**Language Model and Application for Spelling Error Correction**

**Objective**: Develop a simple English syntax error correction program.

a) Build a language model based on n-grams using the Laplace smoothing method for the following models:

- 1-gram
- 2-gram
- 3-gram

b) Calculate the probability of a sentence and compute the Perplexity of a sentence based on 1-gram, 2-gram, and 3-gram models.

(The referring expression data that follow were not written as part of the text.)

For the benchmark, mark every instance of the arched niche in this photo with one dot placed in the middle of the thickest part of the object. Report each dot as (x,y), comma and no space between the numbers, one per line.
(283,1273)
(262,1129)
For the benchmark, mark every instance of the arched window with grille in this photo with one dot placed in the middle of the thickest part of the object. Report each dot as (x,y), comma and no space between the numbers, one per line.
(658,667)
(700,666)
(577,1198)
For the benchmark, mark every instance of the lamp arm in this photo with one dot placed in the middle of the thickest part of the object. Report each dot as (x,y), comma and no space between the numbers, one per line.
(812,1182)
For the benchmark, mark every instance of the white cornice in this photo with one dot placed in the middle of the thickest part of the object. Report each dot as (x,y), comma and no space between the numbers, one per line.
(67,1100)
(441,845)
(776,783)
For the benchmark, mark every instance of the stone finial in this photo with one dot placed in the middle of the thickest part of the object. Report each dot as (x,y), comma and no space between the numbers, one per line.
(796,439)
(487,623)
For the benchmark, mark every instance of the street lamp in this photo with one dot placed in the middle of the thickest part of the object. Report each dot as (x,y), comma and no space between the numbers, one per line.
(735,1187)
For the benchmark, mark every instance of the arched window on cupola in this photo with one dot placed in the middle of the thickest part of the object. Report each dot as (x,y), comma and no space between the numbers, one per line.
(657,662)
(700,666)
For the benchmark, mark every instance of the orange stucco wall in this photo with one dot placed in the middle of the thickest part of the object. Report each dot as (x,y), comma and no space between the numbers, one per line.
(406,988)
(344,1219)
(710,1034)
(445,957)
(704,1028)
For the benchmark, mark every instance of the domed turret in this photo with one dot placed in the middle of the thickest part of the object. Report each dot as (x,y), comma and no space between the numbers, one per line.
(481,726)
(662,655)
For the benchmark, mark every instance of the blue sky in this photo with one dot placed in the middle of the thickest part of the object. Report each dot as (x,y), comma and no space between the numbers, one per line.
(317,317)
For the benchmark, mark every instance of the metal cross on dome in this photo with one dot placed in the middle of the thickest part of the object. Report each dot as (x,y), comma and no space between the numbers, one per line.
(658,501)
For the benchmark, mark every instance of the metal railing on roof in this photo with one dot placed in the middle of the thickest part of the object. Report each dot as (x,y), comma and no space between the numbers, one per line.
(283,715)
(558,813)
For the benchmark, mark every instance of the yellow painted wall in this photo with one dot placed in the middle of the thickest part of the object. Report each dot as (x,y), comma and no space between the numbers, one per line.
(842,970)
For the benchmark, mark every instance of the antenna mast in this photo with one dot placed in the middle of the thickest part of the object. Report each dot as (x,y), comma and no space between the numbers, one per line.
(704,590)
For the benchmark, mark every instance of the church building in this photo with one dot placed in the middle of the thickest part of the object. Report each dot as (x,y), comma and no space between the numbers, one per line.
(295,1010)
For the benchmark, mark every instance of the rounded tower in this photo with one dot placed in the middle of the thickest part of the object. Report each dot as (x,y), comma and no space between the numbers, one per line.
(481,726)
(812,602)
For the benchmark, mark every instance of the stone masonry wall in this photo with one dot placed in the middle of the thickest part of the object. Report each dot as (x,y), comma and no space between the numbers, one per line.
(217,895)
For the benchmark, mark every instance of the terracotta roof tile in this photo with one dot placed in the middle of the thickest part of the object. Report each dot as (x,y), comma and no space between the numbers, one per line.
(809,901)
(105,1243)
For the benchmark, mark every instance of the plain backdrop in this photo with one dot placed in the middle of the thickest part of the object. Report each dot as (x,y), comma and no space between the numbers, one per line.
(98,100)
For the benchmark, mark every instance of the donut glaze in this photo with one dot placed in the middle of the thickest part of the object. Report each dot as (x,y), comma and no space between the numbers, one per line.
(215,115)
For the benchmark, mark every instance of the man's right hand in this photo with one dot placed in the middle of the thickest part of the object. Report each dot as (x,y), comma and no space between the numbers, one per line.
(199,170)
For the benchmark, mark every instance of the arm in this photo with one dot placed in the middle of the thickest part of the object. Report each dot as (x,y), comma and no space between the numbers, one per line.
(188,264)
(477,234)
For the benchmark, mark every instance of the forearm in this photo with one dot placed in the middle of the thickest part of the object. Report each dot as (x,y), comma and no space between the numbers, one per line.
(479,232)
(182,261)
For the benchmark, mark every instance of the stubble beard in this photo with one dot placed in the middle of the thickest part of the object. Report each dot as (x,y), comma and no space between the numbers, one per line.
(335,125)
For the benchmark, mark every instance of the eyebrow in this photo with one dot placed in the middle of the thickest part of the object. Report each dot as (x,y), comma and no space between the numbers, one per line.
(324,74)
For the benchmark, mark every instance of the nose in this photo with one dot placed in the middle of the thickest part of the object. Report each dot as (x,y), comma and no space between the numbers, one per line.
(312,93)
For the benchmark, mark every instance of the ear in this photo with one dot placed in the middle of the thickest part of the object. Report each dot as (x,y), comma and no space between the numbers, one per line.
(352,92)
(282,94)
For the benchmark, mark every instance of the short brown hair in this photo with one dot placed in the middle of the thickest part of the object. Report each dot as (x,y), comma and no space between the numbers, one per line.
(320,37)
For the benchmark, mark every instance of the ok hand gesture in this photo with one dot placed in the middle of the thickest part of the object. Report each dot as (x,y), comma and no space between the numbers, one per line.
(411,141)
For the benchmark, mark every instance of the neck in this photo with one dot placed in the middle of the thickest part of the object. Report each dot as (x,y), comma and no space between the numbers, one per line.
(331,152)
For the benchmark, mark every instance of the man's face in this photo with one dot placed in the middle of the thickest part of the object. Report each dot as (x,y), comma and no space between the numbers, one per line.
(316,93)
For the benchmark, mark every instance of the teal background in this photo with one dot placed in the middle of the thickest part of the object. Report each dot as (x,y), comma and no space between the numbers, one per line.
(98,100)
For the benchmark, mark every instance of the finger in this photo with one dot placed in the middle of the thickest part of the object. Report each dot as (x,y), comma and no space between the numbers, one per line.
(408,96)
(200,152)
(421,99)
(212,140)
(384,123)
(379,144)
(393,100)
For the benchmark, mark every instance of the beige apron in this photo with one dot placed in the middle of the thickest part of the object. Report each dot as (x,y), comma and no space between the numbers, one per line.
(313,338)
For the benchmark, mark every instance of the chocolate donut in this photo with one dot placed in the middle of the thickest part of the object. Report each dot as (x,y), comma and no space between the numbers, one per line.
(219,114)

c) Analyze the results (Provide your own examples of spelling errors and calculate the probability of two similar sentences, where one has the correct word order and the other has an incorrect word order).

In [None]:
%pip install gdown matplotlib wordcloud

Note: you may need to restart the kernel to use updated packages.



[notice] A new release of pip is available: 24.3.1 -> 25.0
[notice] To update, run: python.exe -m pip install --upgrade pip


# Import 

In [None]:
# import sys
# import os
# import platform

# # Python environment details
# print("Python executable being used:", sys.executable)
# print("Python version:", sys.version)

# # Operating System details
# print("Operating System:", platform.system())
# print("OS Version:", platform.version())
# print("OS Release:", platform.release())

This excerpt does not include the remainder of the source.